Spoilers ahead for the Fire & Blood book and House of the Dragon Episode 8. If you’ve been keeping up with House of the Dragon on HBO, you’ve probably been wondering when King Viserys would die. Not because you hate the guy (he’s actually OK, as far as Game of Thrones characters go), but because the event was always bound to kick off some pretty pivotal drama. Specifically, in the book, Viserys’ death catalyzes the Dance of the Dragons — the civil war over who will succeed him on the Iron Throne.
Finally, during Episode 8, Viserys died on House of the Dragon — and as director Geeta Patel confirmed to Entertainment Weekly, it’s a done deal. “I think the last scene of this episode was always a litmus test,” she said. “Every time we’d watch or think it through, when we got to that last scene, did we feel what we wanted to feel there? Did we feel the loss? Did we feel that Viserys has told his story? Did we feel that he loved his wife who passed away? Did he love Alicent? Did he love Rhaenyra? Did he regret anything? All the complicated layers of Viserys, did we feel it for better or worse?”
Now that you’ve seen it happen on screen, you may be wondering: what does Viserys’ death look like on the page? The king dies in 129 AC, at the age of 52 years old, by which point he was just about “elderly,” Inverse pointed out, due to the Targaryens’ average lifespan. The cause of death? Surprisingly, he simply dies in his sleep. According to Screen Rant, he does injure himself on the Iron Throne, like Viserys did on House of the Dragon, but that happens later in his life.
By contrast, House of the Dragon made Viserys’ death much more of a drawn-out event that loomed over the entire storyline (which, to be fair, does make for good TV). There were plenty of clues that Viserys was nearing his end, too — like Episode 6, for example, where a very fatigued Viserys was particularly preoccupied with a rat, an apparent symbol of his own inner decay.
As he watched the rodent scurry around, an off-screen monologue from Larys drove home the point: “What are children but a weakness? A folly? A futility? Through them, you imagine you cheat the great darkness of its victim.
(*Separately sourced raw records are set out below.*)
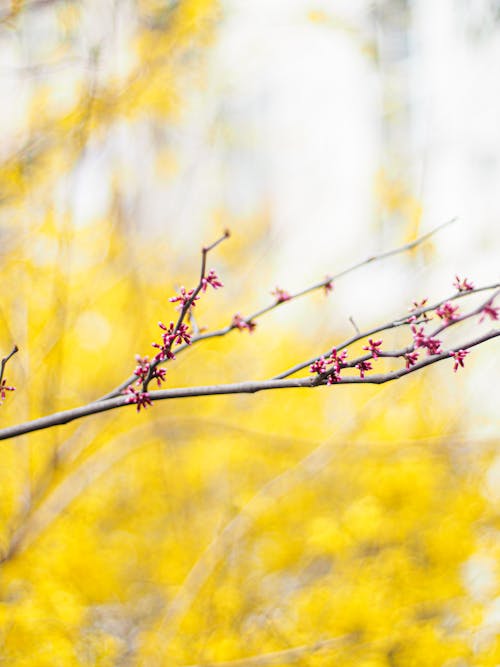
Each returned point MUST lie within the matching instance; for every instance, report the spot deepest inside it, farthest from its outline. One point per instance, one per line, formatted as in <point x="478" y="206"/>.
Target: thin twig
<point x="250" y="387"/>
<point x="4" y="361"/>
<point x="399" y="322"/>
<point x="263" y="311"/>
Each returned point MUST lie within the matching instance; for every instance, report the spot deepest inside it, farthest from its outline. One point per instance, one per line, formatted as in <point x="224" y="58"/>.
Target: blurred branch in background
<point x="226" y="534"/>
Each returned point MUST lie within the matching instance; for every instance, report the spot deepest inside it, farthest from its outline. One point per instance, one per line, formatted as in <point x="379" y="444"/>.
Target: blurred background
<point x="358" y="525"/>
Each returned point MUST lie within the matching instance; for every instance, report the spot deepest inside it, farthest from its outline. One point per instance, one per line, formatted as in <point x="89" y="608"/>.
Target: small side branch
<point x="253" y="387"/>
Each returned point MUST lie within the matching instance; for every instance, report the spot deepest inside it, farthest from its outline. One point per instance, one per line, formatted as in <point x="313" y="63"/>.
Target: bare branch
<point x="324" y="284"/>
<point x="399" y="322"/>
<point x="4" y="361"/>
<point x="251" y="387"/>
<point x="281" y="657"/>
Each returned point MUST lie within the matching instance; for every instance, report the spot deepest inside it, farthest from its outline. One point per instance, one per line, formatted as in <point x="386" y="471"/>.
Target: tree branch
<point x="251" y="387"/>
<point x="325" y="283"/>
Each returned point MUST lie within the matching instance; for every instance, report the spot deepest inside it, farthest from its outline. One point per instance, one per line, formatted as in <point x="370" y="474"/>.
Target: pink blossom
<point x="184" y="298"/>
<point x="319" y="366"/>
<point x="459" y="356"/>
<point x="338" y="360"/>
<point x="448" y="312"/>
<point x="373" y="346"/>
<point x="211" y="279"/>
<point x="489" y="310"/>
<point x="328" y="285"/>
<point x="333" y="377"/>
<point x="164" y="353"/>
<point x="281" y="295"/>
<point x="159" y="374"/>
<point x="142" y="368"/>
<point x="418" y="335"/>
<point x="463" y="285"/>
<point x="240" y="323"/>
<point x="4" y="387"/>
<point x="411" y="358"/>
<point x="417" y="305"/>
<point x="140" y="398"/>
<point x="364" y="366"/>
<point x="433" y="345"/>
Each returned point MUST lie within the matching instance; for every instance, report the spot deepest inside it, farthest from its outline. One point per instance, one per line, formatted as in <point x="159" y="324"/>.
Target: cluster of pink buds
<point x="372" y="347"/>
<point x="420" y="339"/>
<point x="463" y="284"/>
<point x="411" y="359"/>
<point x="174" y="334"/>
<point x="459" y="356"/>
<point x="140" y="398"/>
<point x="239" y="322"/>
<point x="211" y="279"/>
<point x="447" y="312"/>
<point x="328" y="285"/>
<point x="184" y="298"/>
<point x="4" y="387"/>
<point x="335" y="360"/>
<point x="146" y="372"/>
<point x="491" y="311"/>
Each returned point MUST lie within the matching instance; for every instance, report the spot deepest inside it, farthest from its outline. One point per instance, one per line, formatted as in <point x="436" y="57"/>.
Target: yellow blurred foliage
<point x="207" y="530"/>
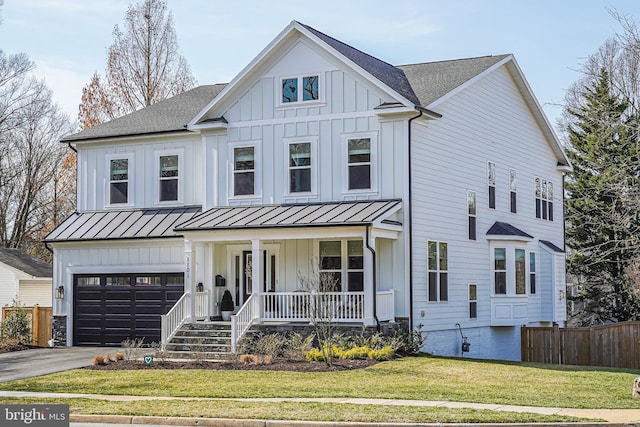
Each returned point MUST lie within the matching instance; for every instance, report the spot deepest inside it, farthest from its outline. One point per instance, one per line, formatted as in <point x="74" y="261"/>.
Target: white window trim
<point x="257" y="171"/>
<point x="344" y="259"/>
<point x="156" y="177"/>
<point x="514" y="190"/>
<point x="315" y="158"/>
<point x="510" y="248"/>
<point x="470" y="301"/>
<point x="130" y="181"/>
<point x="319" y="101"/>
<point x="373" y="137"/>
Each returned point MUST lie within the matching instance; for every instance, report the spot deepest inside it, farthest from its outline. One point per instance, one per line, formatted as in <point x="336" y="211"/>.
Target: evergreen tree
<point x="603" y="205"/>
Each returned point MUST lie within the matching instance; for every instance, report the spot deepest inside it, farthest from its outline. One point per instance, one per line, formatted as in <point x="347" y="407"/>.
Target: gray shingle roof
<point x="432" y="80"/>
<point x="505" y="229"/>
<point x="24" y="262"/>
<point x="551" y="246"/>
<point x="169" y="115"/>
<point x="388" y="74"/>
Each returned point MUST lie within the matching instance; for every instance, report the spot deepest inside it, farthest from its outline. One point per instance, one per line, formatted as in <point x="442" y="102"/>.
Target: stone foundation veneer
<point x="59" y="331"/>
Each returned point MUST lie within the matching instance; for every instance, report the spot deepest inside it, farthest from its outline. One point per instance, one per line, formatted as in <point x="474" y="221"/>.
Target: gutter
<point x="375" y="285"/>
<point x="420" y="113"/>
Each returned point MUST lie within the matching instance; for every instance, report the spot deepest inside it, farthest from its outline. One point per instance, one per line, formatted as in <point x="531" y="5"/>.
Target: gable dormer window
<point x="243" y="171"/>
<point x="300" y="89"/>
<point x="169" y="175"/>
<point x="118" y="181"/>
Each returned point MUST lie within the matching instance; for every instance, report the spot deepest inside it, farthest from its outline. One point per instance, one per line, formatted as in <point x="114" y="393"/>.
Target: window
<point x="355" y="265"/>
<point x="438" y="271"/>
<point x="544" y="199"/>
<point x="471" y="212"/>
<point x="291" y="92"/>
<point x="512" y="190"/>
<point x="532" y="272"/>
<point x="500" y="271"/>
<point x="118" y="181"/>
<point x="491" y="181"/>
<point x="243" y="171"/>
<point x="300" y="167"/>
<point x="473" y="301"/>
<point x="359" y="163"/>
<point x="331" y="265"/>
<point x="169" y="174"/>
<point x="521" y="286"/>
<point x="343" y="261"/>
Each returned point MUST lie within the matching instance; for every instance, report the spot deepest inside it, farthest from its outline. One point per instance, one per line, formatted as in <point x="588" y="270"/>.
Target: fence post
<point x="35" y="324"/>
<point x="524" y="344"/>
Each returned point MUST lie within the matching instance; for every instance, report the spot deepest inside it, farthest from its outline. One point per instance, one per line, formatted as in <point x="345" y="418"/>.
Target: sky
<point x="68" y="39"/>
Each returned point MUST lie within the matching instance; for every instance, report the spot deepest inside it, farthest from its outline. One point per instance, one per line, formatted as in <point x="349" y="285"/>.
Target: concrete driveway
<point x="41" y="361"/>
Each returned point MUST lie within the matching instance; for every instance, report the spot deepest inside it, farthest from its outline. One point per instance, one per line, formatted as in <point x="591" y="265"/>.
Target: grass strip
<point x="417" y="378"/>
<point x="292" y="411"/>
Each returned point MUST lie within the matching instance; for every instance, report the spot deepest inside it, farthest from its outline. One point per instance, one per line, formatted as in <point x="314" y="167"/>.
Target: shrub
<point x="17" y="325"/>
<point x="385" y="353"/>
<point x="353" y="353"/>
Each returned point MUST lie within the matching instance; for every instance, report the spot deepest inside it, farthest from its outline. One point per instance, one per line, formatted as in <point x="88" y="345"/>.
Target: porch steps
<point x="201" y="340"/>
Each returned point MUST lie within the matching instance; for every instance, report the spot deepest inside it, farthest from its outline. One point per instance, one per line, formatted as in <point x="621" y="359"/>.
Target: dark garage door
<point x="111" y="308"/>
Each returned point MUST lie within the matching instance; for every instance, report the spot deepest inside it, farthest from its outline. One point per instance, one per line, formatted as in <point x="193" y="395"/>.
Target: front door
<point x="243" y="274"/>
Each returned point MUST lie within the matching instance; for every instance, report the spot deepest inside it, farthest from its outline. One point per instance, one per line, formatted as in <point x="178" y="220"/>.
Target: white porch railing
<point x="296" y="306"/>
<point x="248" y="314"/>
<point x="385" y="306"/>
<point x="180" y="312"/>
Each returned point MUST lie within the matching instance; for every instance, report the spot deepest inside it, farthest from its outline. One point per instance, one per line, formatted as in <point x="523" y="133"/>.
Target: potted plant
<point x="226" y="305"/>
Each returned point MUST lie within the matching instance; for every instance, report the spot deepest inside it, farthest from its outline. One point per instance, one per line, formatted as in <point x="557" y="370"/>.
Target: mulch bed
<point x="275" y="365"/>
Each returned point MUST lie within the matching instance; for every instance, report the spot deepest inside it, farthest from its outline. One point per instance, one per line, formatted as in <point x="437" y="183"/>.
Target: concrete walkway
<point x="610" y="415"/>
<point x="17" y="365"/>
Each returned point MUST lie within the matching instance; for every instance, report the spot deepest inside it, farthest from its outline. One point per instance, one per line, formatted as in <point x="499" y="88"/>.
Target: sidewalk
<point x="610" y="415"/>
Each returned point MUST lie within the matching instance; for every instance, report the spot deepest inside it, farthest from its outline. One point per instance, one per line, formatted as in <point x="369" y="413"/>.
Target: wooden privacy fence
<point x="41" y="323"/>
<point x="616" y="346"/>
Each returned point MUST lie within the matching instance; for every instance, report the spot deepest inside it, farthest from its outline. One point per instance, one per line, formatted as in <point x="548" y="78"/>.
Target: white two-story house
<point x="432" y="192"/>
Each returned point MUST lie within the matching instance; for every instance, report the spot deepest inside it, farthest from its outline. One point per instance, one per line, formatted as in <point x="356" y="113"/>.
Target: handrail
<point x="174" y="319"/>
<point x="243" y="319"/>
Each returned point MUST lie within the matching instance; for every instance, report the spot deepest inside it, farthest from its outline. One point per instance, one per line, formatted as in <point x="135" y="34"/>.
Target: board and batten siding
<point x="93" y="172"/>
<point x="488" y="121"/>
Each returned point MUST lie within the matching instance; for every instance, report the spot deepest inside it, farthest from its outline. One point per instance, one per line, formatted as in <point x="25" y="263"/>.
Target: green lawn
<point x="293" y="411"/>
<point x="422" y="378"/>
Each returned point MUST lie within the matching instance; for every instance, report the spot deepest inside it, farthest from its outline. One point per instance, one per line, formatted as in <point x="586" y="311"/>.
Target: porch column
<point x="257" y="273"/>
<point x="190" y="278"/>
<point x="369" y="288"/>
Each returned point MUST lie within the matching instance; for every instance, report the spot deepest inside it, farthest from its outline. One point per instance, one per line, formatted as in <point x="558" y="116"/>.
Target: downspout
<point x="375" y="286"/>
<point x="410" y="224"/>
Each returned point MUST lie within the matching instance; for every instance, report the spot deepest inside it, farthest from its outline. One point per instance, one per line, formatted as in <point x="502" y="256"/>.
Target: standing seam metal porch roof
<point x="290" y="215"/>
<point x="122" y="224"/>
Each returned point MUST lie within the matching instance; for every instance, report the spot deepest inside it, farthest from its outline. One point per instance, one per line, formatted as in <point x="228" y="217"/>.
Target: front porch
<point x="262" y="267"/>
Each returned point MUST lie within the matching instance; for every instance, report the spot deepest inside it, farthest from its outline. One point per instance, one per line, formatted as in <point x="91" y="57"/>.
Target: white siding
<point x="36" y="292"/>
<point x="489" y="121"/>
<point x="8" y="285"/>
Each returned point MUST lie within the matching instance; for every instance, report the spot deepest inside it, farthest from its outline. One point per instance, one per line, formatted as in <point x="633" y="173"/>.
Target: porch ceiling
<point x="292" y="215"/>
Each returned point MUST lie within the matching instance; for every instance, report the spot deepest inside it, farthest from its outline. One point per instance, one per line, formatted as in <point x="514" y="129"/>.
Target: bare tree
<point x="144" y="66"/>
<point x="322" y="306"/>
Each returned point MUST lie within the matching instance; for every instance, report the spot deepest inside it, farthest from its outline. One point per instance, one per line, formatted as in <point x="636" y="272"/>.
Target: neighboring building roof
<point x="551" y="246"/>
<point x="290" y="215"/>
<point x="432" y="80"/>
<point x="388" y="74"/>
<point x="125" y="224"/>
<point x="24" y="262"/>
<point x="505" y="229"/>
<point x="170" y="115"/>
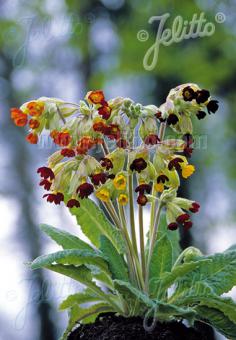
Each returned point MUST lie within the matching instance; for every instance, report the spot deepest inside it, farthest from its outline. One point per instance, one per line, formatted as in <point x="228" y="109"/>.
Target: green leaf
<point x="173" y="236"/>
<point x="79" y="298"/>
<point x="168" y="279"/>
<point x="70" y="256"/>
<point x="78" y="314"/>
<point x="65" y="239"/>
<point x="142" y="297"/>
<point x="218" y="320"/>
<point x="116" y="263"/>
<point x="161" y="262"/>
<point x="219" y="273"/>
<point x="94" y="223"/>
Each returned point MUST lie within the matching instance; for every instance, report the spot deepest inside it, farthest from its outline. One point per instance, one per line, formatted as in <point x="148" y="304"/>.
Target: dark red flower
<point x="46" y="172"/>
<point x="182" y="218"/>
<point x="112" y="131"/>
<point x="188" y="151"/>
<point x="212" y="106"/>
<point x="151" y="139"/>
<point x="67" y="153"/>
<point x="142" y="200"/>
<point x="174" y="163"/>
<point x="105" y="111"/>
<point x="201" y="114"/>
<point x="122" y="143"/>
<point x="162" y="178"/>
<point x="46" y="184"/>
<point x="188" y="138"/>
<point x="106" y="163"/>
<point x="172" y="119"/>
<point x="202" y="96"/>
<point x="189" y="94"/>
<point x="85" y="190"/>
<point x="138" y="165"/>
<point x="158" y="115"/>
<point x="195" y="207"/>
<point x="142" y="188"/>
<point x="99" y="126"/>
<point x="99" y="178"/>
<point x="73" y="203"/>
<point x="54" y="198"/>
<point x="172" y="226"/>
<point x="188" y="225"/>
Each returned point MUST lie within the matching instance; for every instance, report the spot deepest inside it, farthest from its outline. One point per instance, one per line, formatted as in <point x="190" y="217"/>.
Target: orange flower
<point x="62" y="138"/>
<point x="34" y="123"/>
<point x="15" y="112"/>
<point x="84" y="144"/>
<point x="35" y="108"/>
<point x="21" y="120"/>
<point x="32" y="138"/>
<point x="96" y="97"/>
You will persist forever, in some form or another, as if they will keep you from the dust.”
Paddy Considine, who played the king, revealed on Entertainment Weekly’s West of Westeros podcast in September that Viserys’ illness was “a form of leprosy,” and suggested that the onscreen version of his character was a younger man facing death — not a wizened leader reaching the natural end.
“His like, body is deteriorating, his bones are deteriorating,” Considine explained during the Sept. 11 episode. “So he’s not actually old. He’s still a young man in there ... he’s just unfortunately got this thing that’s kind of taken over his body. And it becomes a metaphor for being king, and the stress and strain that it puts on you, you know? What it does to you physically, what it does to you mentally.”
So in the end, Viserys’ death wasn’t too different from what happened in Fire & Blood. Of course, if you’re into the business of fan theories, you know that this wasn’t always a given. In fact, as Esquire pointed out earlier this season, there were several other theories about how and when Viserys might die on the show — including a dragon killing him with fire, or tetanus caused by the Iron Throne.